Why can you not edit your posts?

There's a time limit on being able to edit one's posts. After that time limit has passed, you can't edit them any more.

 

[ProfuselyQuarky]

There's a time limit on being able to edit one's posts. After that time limit has passed, you can't edit them any more.

Which, I completely understand yet also hate sometimes.

 

[Mark44]

There's a time limit on being able to edit one's posts. After that time limit has passed, you can't edit them any more.

Which, I completely understand yet also hate sometimes.

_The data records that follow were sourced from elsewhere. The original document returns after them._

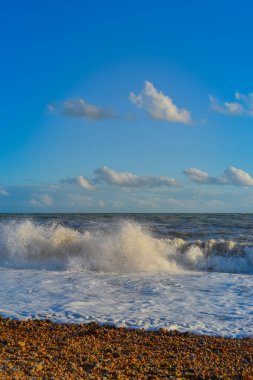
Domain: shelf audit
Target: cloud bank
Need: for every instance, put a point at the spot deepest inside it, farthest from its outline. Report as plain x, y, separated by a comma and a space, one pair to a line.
111, 177
80, 181
81, 108
3, 192
159, 106
231, 176
105, 175
242, 105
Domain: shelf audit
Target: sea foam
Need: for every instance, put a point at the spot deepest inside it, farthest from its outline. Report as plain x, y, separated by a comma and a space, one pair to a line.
128, 248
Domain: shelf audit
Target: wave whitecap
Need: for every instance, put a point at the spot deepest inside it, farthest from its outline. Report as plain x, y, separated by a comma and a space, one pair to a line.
129, 248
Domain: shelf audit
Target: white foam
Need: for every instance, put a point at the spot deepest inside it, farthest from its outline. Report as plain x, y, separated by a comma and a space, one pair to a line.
205, 303
127, 249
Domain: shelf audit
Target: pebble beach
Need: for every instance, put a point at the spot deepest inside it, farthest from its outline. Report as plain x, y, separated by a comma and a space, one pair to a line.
41, 349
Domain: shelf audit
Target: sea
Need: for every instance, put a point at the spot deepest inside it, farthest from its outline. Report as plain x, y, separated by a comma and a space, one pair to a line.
186, 272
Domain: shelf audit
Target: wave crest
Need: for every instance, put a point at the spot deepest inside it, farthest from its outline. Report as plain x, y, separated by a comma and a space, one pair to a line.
128, 248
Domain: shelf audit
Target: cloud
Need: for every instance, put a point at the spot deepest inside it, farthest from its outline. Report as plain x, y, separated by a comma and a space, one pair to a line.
105, 175
231, 176
42, 200
80, 181
81, 108
242, 105
3, 192
159, 106
111, 177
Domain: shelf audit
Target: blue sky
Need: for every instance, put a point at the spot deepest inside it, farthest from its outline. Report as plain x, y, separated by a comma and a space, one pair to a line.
126, 106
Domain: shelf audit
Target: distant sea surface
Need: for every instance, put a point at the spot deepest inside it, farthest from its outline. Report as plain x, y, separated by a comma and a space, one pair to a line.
191, 272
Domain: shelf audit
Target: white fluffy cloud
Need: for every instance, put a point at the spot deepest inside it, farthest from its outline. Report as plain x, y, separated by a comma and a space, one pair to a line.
81, 181
42, 200
241, 105
3, 192
111, 177
160, 106
231, 176
105, 175
81, 108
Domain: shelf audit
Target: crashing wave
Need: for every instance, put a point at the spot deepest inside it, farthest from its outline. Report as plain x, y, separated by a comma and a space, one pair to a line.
129, 248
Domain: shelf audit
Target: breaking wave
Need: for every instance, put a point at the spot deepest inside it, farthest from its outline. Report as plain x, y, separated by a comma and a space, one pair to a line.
125, 249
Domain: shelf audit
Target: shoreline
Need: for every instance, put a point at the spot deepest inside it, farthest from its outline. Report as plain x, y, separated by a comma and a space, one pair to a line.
45, 349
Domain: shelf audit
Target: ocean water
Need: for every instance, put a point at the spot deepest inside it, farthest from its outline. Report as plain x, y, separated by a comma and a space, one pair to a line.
190, 272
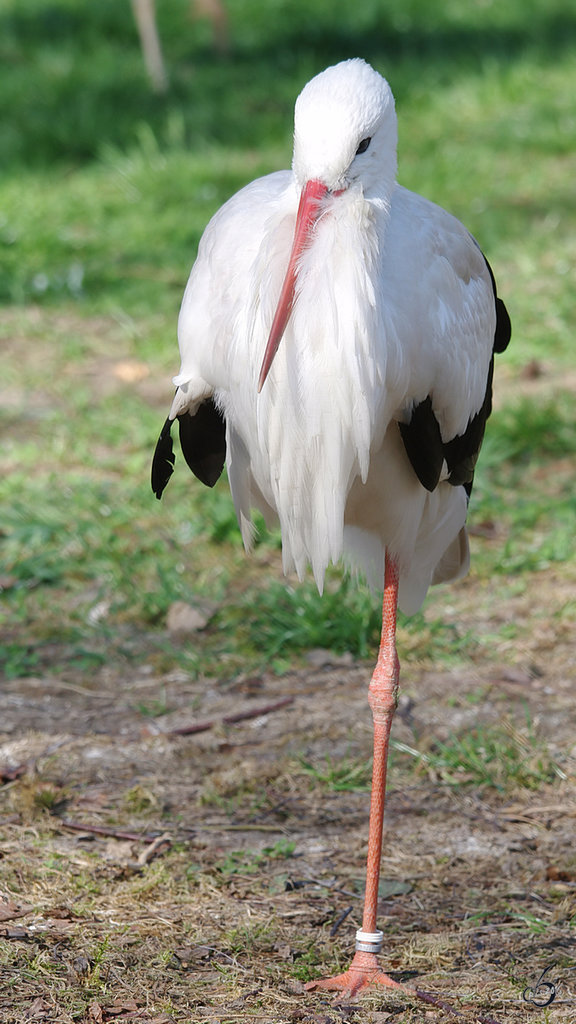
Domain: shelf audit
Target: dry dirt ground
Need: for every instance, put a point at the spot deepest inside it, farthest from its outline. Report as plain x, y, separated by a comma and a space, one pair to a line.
155, 877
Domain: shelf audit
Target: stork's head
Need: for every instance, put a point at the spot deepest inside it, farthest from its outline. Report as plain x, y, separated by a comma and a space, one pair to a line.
344, 136
345, 130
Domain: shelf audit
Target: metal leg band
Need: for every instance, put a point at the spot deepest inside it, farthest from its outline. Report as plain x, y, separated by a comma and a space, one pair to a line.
369, 942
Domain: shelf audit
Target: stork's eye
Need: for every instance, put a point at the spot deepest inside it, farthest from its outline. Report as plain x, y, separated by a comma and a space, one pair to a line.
363, 145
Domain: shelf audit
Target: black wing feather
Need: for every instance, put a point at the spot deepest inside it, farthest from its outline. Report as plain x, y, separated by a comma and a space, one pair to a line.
422, 438
163, 460
203, 444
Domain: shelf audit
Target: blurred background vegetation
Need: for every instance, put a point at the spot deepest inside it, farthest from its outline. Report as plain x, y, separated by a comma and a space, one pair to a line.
106, 185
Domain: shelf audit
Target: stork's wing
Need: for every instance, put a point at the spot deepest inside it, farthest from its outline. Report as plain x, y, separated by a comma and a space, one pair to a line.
203, 444
422, 438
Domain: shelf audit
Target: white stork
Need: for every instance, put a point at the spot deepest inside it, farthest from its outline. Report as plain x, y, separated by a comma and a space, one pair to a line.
337, 336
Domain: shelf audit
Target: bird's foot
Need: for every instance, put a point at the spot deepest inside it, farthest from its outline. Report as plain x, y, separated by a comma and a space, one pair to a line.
363, 972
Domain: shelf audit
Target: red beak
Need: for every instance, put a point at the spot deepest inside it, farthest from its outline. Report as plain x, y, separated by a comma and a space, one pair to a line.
309, 209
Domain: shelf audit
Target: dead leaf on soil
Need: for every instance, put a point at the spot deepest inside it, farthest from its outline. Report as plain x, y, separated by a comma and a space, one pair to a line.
9, 909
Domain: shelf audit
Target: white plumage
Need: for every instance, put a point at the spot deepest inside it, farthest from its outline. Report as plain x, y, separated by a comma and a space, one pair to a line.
394, 303
337, 336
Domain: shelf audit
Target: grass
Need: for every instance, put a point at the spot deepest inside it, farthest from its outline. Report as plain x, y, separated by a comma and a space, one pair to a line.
105, 192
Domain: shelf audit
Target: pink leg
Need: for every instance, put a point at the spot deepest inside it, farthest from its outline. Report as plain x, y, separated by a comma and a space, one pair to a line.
382, 695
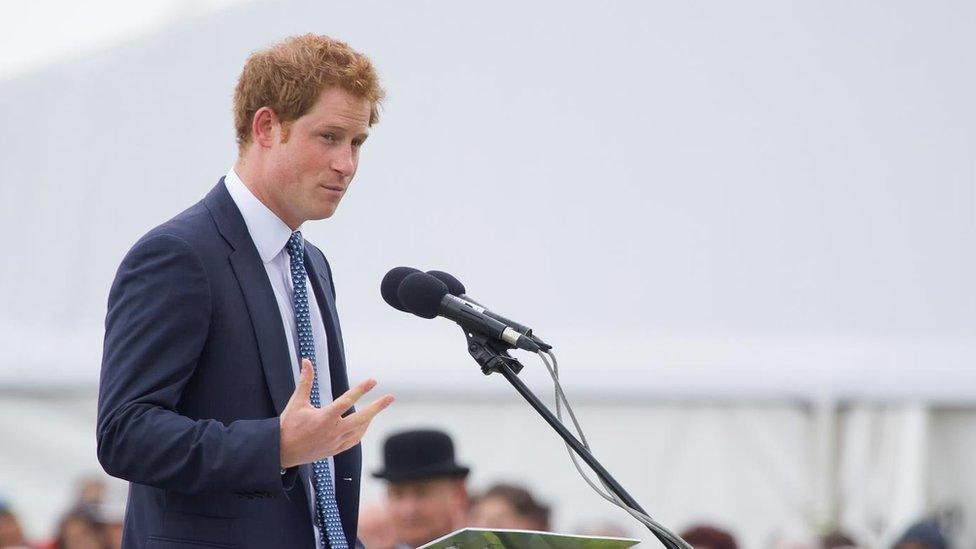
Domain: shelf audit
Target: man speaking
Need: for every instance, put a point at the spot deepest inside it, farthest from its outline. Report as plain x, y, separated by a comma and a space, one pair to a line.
223, 396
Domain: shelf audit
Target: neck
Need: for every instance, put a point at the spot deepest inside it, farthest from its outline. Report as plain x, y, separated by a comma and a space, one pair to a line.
257, 182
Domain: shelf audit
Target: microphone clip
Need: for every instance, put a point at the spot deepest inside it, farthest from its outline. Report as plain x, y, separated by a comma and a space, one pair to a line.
491, 354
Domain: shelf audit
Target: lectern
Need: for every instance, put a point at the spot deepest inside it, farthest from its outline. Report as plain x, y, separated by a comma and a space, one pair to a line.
478, 538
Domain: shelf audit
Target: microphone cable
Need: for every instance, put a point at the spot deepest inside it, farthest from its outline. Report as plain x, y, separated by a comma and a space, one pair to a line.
670, 538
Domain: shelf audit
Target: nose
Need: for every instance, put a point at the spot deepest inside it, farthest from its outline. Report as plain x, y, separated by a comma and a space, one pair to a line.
345, 162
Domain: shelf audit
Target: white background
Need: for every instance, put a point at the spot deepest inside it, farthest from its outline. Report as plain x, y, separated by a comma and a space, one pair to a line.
698, 203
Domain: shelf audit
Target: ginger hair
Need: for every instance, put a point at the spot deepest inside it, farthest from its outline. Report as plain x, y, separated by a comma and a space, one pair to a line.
289, 76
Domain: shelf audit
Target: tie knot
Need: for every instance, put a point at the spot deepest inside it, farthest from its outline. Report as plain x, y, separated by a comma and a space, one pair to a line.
296, 245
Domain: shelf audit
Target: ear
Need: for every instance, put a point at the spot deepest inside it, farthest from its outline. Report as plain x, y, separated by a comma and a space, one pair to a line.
265, 127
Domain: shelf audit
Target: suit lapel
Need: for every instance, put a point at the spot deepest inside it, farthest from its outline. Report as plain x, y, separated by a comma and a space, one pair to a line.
258, 295
318, 275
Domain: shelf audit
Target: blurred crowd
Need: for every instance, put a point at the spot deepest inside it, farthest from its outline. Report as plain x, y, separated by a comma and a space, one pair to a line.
426, 498
92, 521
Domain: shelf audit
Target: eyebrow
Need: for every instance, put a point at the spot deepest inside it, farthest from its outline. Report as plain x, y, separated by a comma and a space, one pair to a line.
363, 135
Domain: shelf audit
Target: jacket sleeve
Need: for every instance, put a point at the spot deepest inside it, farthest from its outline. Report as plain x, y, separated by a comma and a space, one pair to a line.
158, 318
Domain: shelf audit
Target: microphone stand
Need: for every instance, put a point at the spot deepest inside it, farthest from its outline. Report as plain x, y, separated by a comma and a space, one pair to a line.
492, 355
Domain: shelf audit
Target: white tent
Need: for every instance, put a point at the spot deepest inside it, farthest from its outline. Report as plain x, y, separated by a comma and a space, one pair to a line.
751, 202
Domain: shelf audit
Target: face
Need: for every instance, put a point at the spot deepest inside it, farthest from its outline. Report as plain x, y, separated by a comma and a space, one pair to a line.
494, 512
426, 510
312, 160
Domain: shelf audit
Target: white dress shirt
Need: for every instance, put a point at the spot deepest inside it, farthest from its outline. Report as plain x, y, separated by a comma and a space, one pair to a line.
270, 235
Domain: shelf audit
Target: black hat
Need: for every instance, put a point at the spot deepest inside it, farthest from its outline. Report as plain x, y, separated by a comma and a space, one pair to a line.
419, 455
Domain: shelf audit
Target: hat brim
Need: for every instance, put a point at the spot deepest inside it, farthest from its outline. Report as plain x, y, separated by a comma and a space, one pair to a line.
455, 471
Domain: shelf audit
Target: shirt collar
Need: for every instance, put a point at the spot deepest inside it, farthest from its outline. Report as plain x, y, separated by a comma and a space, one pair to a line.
267, 230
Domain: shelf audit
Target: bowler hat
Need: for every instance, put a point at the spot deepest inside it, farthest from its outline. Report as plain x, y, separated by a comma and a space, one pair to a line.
418, 455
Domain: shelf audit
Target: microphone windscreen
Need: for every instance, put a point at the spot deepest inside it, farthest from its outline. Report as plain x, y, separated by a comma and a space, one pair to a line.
391, 283
421, 294
454, 286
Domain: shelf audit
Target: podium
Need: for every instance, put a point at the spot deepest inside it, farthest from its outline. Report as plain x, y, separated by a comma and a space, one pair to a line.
478, 538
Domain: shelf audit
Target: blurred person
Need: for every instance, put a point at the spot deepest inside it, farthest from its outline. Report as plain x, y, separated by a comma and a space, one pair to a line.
11, 534
926, 534
79, 529
837, 540
376, 529
110, 514
508, 506
426, 489
223, 395
708, 537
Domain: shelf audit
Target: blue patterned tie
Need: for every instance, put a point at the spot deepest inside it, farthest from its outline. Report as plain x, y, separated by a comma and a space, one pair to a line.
326, 509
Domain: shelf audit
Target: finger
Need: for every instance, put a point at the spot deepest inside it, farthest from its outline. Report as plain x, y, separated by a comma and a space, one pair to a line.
351, 439
349, 398
303, 390
362, 417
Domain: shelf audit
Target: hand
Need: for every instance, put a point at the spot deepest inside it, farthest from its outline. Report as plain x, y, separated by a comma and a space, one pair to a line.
309, 433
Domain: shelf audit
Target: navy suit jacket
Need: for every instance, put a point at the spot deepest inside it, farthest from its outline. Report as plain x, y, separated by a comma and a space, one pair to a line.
195, 372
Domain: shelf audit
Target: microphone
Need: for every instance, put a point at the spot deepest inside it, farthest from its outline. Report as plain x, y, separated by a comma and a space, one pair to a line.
390, 284
456, 288
427, 297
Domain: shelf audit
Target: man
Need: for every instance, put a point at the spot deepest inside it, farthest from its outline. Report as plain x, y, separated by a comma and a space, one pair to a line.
222, 344
426, 491
509, 506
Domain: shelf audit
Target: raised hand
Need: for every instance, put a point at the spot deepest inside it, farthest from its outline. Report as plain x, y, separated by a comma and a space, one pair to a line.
309, 433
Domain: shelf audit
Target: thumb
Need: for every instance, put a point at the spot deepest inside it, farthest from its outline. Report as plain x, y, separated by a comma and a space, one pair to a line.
303, 390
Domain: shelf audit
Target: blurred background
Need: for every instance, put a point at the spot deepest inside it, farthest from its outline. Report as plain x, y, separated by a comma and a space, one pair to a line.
746, 227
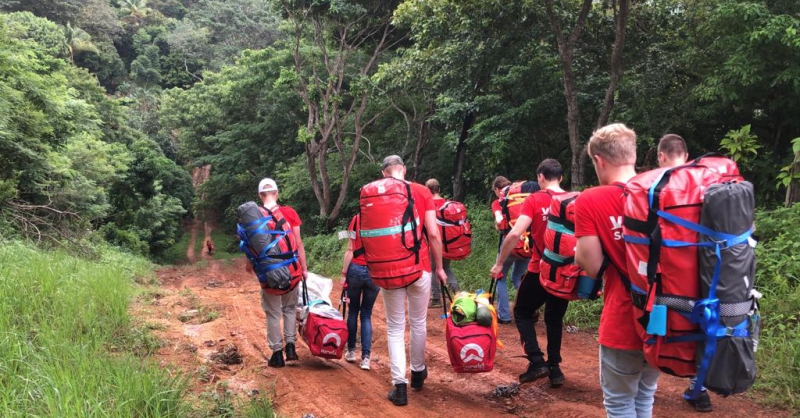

Our reasoning is that we had many members post a homework question, and then after they had received a response, they would go back and delete their question. That would leave the rest of the thread not making much sense. Some members would post a question that they were supposed to do without outside help, and were therefore cheating. The time limit cuts down some of these kinds of problems.

 

[fresh_42]

Which, I completely understand yet also hate sometimes.

Me, too. Especially if I recognize I've made an ugly spelling or grammar mistake ... Nevertheless, I think per saldo it makes sense.
(I've been asking myself what would happen on FB if you state something, gain a lot of likes, and then turn the statement into the complete opposite? Diabolic, I know )

 

[ProfuselyQuarky]

(I've been asking myself what would happen on FB if you state something, gain a lot of likes, and then turn the statement into the complete opposite? Diabolic, I know )

Yes, I thought the same thing (), but of course, I would never have the audacity to do it. I make a lot of ugly spelling mistakes and inconsequential errors and I secretly feel that those typos make me lose my cred for that specific thread (even though that's probably not true ...).

 

[Mark44]

Yes, I thought the same thing (), but of course, I would never have the audacity to do it. I make a lot of ugly spelling mistakes and inconsequential errors and I secretly feel that those typos make me lose my cred for that specific thread (even though that's probably not true ...).

If it's something like typos that you would like to fix, you could either report the thread, asking a mentor to make the changes, or you could PM a mentor directly for the same purpose. Stuff like that we wouldn't mind changing.